Le deuxième type est le trader systématique sur les marchés sportifs. En utilisant des modèles automatisés pour évaluer les marchés sportifs, même une légère amélioration par rapport au prix de consensus permet d'accumuler des gains à travers des milliers, voire des dizaines de milliers de contrats. Les bénéfices par transaction sont minces, mais la stratégie est durable à long terme. Swisstony en est un exemple typique. Ce type de stratégie exige des compétences techniques et une discipline opérationnelle, et non simplement une intuition de marché.
Le troisième type est le généraliste interdisciplinaire : capable de former des jugements bien calibrés sur de nombreux sujets et d'extraire des profits sur des marchés négligés par les traders spécialisés. MonsieurDimanche en est un exemple typique. Le seuil pour ce type de stratégie réside dans la diversité des connaissances, une diversité plus difficile à acquérir que la construction d'un modèle spécialisé dans une seule catégorie.
Ces compétences ne sont pas interchangeables. Un expert en politique ne deviendra pas un trader systématique sur les marchés sportifs simplement parce qu'il trade plus fréquemment, car son avantage ne réside pas là-bas. De même, un trader systématique sur les marchés sportifs ne deviendra pas un expert en politique en augmentant la taille de ses positions, car ses bénéfices par transaction sont trop faibles pour supporter des positions fortement concentrées. Les marchés prédictifs récompensent trois compétences indépendantes. Être bon à l'une d'entre elles ne signifie presque jamais que vous êtes aussi bon aux deux autres.
Cela est en quelque sorte rassurant. Il n'existe pas de réponse unique à la question « Comment gagner de l'argent sur Polymarket ? ». Il existe au moins trois réponses.

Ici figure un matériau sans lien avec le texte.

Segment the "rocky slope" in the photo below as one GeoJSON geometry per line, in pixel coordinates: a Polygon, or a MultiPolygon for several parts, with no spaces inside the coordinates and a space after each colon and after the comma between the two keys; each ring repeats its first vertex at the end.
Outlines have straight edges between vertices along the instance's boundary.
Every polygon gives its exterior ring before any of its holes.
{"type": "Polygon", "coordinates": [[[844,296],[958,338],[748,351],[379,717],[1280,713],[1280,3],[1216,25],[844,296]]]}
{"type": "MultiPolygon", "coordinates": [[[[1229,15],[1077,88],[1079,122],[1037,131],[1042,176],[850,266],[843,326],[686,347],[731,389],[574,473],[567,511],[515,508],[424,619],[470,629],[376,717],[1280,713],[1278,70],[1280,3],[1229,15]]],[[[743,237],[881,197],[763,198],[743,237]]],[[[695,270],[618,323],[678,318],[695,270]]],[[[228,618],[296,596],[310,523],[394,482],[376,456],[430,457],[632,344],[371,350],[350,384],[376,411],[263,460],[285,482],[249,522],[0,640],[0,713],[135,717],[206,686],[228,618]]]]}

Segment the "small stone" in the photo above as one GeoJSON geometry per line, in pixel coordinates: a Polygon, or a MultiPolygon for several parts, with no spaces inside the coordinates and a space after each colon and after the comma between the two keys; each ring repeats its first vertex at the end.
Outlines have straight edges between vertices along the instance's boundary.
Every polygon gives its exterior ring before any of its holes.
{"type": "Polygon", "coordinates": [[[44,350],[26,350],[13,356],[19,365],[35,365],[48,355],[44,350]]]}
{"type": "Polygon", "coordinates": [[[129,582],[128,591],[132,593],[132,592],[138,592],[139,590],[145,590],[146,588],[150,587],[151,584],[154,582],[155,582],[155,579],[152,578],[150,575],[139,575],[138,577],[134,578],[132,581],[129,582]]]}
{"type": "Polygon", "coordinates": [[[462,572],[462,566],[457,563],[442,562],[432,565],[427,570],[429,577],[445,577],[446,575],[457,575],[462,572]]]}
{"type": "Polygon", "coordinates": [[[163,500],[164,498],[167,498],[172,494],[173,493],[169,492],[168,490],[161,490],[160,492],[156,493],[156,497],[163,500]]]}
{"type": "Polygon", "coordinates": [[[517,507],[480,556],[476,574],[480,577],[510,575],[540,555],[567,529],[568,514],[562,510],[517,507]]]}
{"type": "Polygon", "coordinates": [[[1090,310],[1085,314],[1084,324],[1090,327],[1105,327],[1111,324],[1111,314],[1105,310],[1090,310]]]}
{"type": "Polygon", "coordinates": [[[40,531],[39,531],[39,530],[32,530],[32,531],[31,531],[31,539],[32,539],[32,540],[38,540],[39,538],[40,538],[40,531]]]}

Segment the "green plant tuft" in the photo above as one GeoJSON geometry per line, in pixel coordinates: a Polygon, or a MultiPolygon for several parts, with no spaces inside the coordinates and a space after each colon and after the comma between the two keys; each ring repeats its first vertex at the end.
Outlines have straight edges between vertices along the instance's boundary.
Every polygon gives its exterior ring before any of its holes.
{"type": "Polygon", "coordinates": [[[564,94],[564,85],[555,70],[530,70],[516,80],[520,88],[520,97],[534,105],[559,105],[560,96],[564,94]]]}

Pour une personne donnée, laquelle est la plus difficile dépend de sa personnalité, de ses compétences techniques et de la quantité d'opinions de haute qualité qu'il peut former sur un nombre donné de sujets. Et ces différences ne sont pas effacées par les classements.
Le classement semble punir la zone intermédiaire : les traders qui ont suffisamment de diversité pour diluer leur expertise, et suffisamment de volume pour diluer leur conviction. C’est-à-dire la position où se trouvent probablement la plupart des gens. Les portefeuilles en tête ont tous choisi une seule piste à approfondir et possèdent la discipline nécessaire pour y rester.